Disse um dia, já lá vão muitos anos, mais de 15, numa
assembleia-geral de uma associação europeia de juízes e procuradores
empenhados na democratização da justiça e na defesa das liberdades
(MEDEL), que o associativismo judiciário, quando desligado dos
movimentos democráticos que animam a sociedade, pode tornar-se um
instrumento politicamente perigoso.
O sindicalismo dos magistrados portugueses, diferentemente de outros
movimentos, nasceu, desde logo, comprometido com a vontade de
democratização da justiça.
Tal vontade expressava-se já antes do 25 de Abril – mais direta e
proximamente, nas teses do Congresso da Oposição Democrática de Aveiro
e, também, em alguns documentos da chamada ala liberal do regime – e
ganhou corpo e forma efetiva na sequência da revolução.
Nesse sentido, durante muitos anos, o sindicalismo judiciário
português foi-se distinguindo de outras correntes associativas judiciais
mais tradicionais, pois comungava, antes do mais, das aspirações
democráticas da sociedade: por isso optou, aliás, por assumir uma
estrutura sindical.
Devido a essa sua opção, participou na fundação da MEDEL, associação
europeia que, precisamente, tinha como objetivo exprimir uma leitura
crítica do direito e do próprio exercício da justiça, buscando assim
contribuir para a sua democratização e o reforço dos direitos das
liberdades dos cidadãos a nível europeu.
Acreditava-se então – e muitos ainda acreditam – que, fechado sobre
si próprio, o associativismo judiciário tende, naturalmente, a exprimir
uma visão corporativa e elitista que não só isola os magistrados da
sociedade como facilita a sua captura e instrumentalização por ideais
pouco consentâneos com os da Constituição (CR).

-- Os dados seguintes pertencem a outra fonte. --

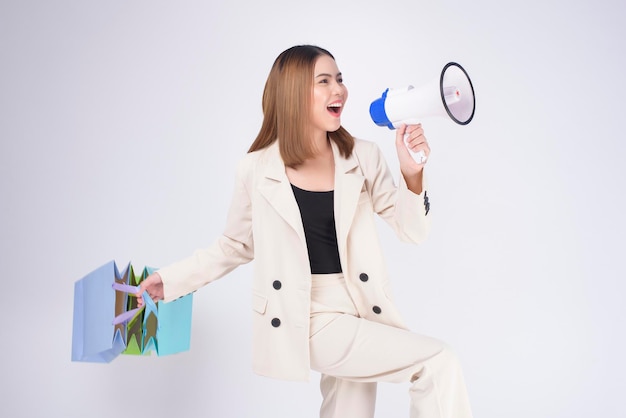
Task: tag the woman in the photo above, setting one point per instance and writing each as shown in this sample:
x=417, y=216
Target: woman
x=303, y=208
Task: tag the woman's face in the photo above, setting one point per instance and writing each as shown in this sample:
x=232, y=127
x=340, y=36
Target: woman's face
x=329, y=95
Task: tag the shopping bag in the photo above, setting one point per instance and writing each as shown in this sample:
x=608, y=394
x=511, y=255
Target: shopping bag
x=107, y=321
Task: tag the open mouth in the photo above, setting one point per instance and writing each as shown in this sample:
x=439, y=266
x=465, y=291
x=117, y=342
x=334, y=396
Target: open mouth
x=335, y=108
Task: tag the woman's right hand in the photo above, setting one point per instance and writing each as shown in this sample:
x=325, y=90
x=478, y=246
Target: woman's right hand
x=153, y=284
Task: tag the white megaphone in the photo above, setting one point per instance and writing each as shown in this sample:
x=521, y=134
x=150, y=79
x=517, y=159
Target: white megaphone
x=452, y=95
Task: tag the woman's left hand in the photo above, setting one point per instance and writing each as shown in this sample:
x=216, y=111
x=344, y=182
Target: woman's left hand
x=410, y=139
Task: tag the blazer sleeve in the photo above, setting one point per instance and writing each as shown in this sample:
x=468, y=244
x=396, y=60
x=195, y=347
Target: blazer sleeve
x=405, y=211
x=232, y=249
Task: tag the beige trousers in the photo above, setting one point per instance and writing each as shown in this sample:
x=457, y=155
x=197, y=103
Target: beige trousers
x=353, y=354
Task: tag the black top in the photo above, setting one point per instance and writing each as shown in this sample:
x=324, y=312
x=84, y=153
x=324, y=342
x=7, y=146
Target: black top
x=318, y=219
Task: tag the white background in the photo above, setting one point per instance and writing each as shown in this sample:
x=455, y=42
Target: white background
x=121, y=123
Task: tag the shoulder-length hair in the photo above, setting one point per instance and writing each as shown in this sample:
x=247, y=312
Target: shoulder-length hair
x=287, y=107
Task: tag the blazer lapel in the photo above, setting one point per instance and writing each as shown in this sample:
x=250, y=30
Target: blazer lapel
x=276, y=189
x=348, y=185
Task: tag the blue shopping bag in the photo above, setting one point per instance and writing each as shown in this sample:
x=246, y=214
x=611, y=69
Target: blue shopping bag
x=108, y=323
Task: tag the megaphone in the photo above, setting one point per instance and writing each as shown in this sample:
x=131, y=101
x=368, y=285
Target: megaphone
x=452, y=95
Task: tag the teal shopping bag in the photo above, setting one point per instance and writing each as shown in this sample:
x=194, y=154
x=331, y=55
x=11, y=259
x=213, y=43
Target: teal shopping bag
x=107, y=322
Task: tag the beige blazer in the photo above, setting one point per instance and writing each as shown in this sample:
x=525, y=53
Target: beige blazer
x=264, y=224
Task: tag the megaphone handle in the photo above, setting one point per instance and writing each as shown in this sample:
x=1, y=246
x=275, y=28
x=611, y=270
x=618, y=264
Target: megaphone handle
x=419, y=156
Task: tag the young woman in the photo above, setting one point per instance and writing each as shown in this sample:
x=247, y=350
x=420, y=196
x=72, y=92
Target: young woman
x=303, y=208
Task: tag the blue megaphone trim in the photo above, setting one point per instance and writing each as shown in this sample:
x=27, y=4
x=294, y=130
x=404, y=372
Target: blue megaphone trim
x=377, y=112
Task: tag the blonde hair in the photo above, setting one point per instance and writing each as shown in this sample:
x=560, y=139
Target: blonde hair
x=287, y=107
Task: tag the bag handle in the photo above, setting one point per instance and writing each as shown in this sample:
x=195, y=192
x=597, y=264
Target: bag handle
x=128, y=315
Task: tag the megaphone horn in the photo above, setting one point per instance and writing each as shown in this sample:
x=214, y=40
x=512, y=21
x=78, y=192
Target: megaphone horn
x=452, y=95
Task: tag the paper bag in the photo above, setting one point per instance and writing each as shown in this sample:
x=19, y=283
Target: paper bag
x=107, y=321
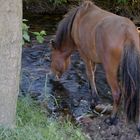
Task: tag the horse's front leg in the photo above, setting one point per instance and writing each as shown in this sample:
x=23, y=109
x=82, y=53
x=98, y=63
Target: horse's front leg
x=90, y=71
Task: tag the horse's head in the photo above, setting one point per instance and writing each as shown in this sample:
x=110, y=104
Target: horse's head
x=59, y=60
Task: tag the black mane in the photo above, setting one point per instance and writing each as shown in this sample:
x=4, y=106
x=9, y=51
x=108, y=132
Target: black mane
x=64, y=28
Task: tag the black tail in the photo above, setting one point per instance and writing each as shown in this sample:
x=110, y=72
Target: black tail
x=130, y=80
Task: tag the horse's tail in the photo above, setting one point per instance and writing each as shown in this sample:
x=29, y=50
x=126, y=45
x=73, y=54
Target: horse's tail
x=130, y=80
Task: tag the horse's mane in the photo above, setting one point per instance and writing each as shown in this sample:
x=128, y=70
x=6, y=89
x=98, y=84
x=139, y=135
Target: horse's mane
x=65, y=26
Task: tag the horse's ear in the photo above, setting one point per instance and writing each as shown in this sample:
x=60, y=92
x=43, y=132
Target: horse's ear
x=52, y=43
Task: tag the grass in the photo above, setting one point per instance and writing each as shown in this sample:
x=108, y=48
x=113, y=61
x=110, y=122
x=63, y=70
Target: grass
x=32, y=124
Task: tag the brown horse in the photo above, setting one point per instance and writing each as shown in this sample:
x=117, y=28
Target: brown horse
x=102, y=37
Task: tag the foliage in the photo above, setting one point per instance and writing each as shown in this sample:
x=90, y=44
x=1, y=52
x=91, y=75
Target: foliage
x=39, y=36
x=26, y=34
x=32, y=124
x=122, y=1
x=58, y=2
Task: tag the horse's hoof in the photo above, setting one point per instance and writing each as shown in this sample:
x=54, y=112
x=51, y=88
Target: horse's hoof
x=94, y=103
x=111, y=121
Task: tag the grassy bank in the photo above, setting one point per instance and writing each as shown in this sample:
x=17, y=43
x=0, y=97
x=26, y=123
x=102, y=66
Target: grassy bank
x=32, y=124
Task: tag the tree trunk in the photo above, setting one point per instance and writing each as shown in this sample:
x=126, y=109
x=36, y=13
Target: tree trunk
x=10, y=58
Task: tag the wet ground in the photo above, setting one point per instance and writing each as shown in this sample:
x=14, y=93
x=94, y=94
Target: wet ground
x=71, y=95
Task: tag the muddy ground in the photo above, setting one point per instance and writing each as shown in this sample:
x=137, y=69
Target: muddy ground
x=71, y=95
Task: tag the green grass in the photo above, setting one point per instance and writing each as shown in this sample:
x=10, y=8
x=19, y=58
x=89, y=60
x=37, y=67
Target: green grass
x=32, y=124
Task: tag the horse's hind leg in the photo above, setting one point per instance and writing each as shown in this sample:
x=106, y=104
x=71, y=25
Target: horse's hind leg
x=90, y=71
x=111, y=75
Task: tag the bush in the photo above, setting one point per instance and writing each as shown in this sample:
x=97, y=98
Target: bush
x=32, y=124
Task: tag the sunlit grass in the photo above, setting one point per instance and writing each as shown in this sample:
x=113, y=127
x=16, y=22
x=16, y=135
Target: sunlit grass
x=32, y=124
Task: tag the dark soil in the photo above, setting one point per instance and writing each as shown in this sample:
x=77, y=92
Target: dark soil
x=71, y=95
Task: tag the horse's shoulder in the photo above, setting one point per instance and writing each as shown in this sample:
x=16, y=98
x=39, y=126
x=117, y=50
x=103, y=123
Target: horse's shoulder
x=87, y=4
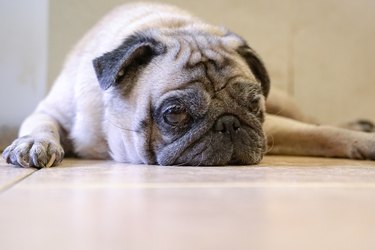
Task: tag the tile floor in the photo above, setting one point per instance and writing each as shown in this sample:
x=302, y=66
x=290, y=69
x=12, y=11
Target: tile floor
x=284, y=203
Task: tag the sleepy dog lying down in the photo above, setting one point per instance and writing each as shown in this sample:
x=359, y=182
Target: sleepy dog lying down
x=152, y=84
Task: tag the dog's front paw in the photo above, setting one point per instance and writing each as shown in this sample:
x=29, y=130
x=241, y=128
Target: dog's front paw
x=28, y=151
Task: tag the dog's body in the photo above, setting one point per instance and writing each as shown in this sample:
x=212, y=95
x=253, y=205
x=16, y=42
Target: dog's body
x=152, y=84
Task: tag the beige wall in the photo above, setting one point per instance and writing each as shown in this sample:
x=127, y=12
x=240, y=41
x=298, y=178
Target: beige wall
x=23, y=62
x=321, y=51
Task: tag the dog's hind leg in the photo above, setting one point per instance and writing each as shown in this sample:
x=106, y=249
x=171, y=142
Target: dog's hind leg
x=290, y=137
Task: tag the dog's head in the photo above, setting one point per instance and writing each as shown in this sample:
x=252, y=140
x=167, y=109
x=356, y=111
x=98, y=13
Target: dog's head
x=184, y=97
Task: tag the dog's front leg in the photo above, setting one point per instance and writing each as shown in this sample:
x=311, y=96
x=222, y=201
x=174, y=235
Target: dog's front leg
x=38, y=145
x=290, y=137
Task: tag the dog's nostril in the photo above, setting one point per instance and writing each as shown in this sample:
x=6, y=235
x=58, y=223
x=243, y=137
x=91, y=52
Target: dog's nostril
x=227, y=124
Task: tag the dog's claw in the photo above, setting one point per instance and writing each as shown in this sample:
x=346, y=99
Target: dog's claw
x=30, y=152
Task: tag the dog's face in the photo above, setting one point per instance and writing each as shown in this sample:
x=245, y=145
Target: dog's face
x=184, y=98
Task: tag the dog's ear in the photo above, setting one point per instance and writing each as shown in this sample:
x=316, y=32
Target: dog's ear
x=257, y=67
x=134, y=53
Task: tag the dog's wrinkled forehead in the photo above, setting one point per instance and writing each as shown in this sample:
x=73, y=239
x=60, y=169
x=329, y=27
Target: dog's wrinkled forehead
x=173, y=55
x=222, y=56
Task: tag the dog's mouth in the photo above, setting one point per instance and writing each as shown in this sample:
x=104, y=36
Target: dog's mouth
x=245, y=146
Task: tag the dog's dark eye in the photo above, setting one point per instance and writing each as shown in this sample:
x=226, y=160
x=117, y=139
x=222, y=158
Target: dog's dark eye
x=255, y=104
x=176, y=115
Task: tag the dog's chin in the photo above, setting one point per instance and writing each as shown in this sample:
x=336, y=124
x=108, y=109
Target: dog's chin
x=216, y=149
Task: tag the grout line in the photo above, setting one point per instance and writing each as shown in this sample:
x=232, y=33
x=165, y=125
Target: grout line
x=11, y=184
x=204, y=185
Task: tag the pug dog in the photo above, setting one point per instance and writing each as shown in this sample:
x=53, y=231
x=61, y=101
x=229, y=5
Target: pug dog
x=152, y=84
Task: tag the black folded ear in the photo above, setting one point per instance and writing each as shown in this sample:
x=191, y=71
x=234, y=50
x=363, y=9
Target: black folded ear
x=134, y=53
x=257, y=67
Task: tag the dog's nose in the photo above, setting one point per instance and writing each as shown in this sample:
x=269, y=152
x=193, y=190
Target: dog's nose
x=227, y=124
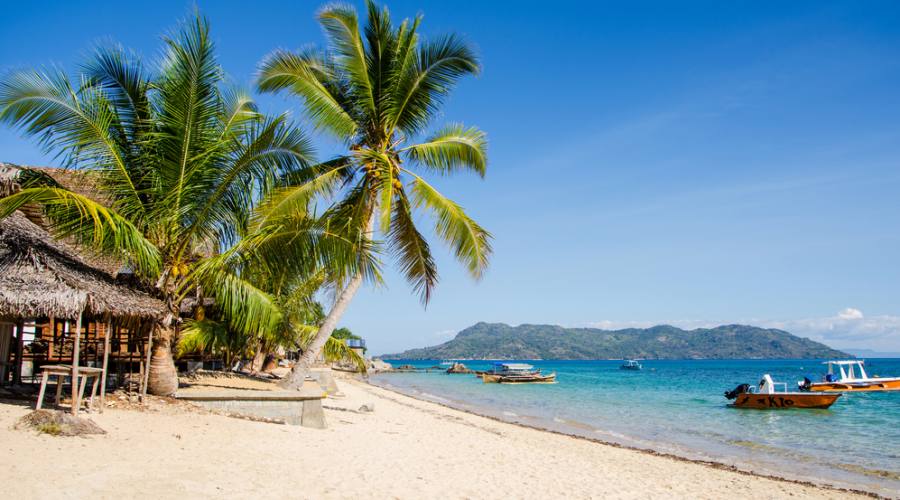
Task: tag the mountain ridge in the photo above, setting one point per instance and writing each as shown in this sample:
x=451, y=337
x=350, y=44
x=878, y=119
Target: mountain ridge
x=534, y=341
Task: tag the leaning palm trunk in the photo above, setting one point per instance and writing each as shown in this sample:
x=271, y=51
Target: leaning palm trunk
x=301, y=369
x=163, y=379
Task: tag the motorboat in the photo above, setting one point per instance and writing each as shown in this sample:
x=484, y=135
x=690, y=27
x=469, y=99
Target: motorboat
x=850, y=376
x=631, y=364
x=766, y=396
x=516, y=373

Foi isso que aconteceu, de resto, com o já então antigo movimento associativo dos magistrados alemães durante o regime nazi.
Foi isso que, num outro contexto político e judicial, sucedeu agora no Brasil.
Foi isso que ocorreu em Portugal, recentemente, com alguns movimentos sindicais atípicos noutros campos de atividade.
Os magistrados portugueses e os seus movimentos associativos não
podem nem devem, por isso, ser neutros: eles têm, em qualquer
circunstância, de estar comprometidos ativamente com os valores e
princípios da CR.
É que os magistrados não participam, como outros, apenas de um
serviço público. Exercem também funções constitucionais fortes e
coercitivas no âmbito de um poder do Estado democrático e
constitucional: o poder judicial.
E é esse estatuto que torna mais premente a necessidade do seu
público compromisso com os valores e princípios constitucionais. Perante
eles, não pode haver neutralidade.
Daí também a importância de as magistraturas verem a sua ação –
qualquer que seja o plano em que se desenvolve e exprime – balizada
escrupulosamente pelo princípio da legalidade.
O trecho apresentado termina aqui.